W. Comer Petheram, Kt., C.J.

1. This is a suit brought by the plaintiff against the defendant to sot aside a sale on the ground that she is entitled to have it set aside under the provisions of Section 174 of the Bengal Tenancy Act, she having made the necessary deposit within the meaning of that section.

2. The Subordinate Judge dismissed the suit on two grounds, and we think that he was right in both. He, first of all, has considered that such a suit would not lie, and in that view we think he was right. Section 174 provides a particular means by which sales can be got rid of after they have been concluded and by which the purchaser at the sale can be compensated for loss, but it must be got rid of by order of the Court which made the sale. There is no doubt that if all the provisions of the law have been complied with, and the Court which made the sale refuses to set it aside, that order can be brought up to this Court in revision, but that is a different thing from saying that an independent suit will lie for that purpose, and we agree with the Subordinate Judge in thinking that such a suit will not lie. The right to have a sale set aside is not an abstract right which can be enforced by action against one person alone, but it is a right to call upon the Judge to set aside a sale, and if he does not do it, to bring his failure to do so to the notice of the Court, and therefore we think that upon that ground the Subordinate Judge was right, and the appeal upon that ground fails.

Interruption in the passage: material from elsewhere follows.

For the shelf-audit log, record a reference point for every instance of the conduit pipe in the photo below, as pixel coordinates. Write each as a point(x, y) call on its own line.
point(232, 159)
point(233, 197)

3. The Subordinate Judge also thinks that the provisions of Section 174 have not been sufficiently complied with so as to entitle the plaintiff to this relief in whatever form it is sought for. In that also we agree with him; Section 174 provides that before a sale is set aside, the whole of the debt and the expenses and the damage which the purchaser has sustained shall be deposited in Court: the debt for payment to the decree-holder, the damage for payment to the purchaser. In this case the only thing which has been deposited in Court is the damage which is payable to the purchaser. The amount of the debt has not been deposited; but some person comes who says that he is the decree-holder, and admits that he has received the money. We think that that is not a compliance with the Act. We think that before a claim can be made for the protection of Section 174, the Court must have the money deposited in the Court it self, so that the Court may know, of its own knowledge, that the provisions of the section have been complied with, and may not be driven to rely upon the evidence of other persons who may or may not be interested in the matter.

4. For both reasons then we think that the Subordinate Judge was right in the view he took of this case, and that this appeal must be dismissed with costs.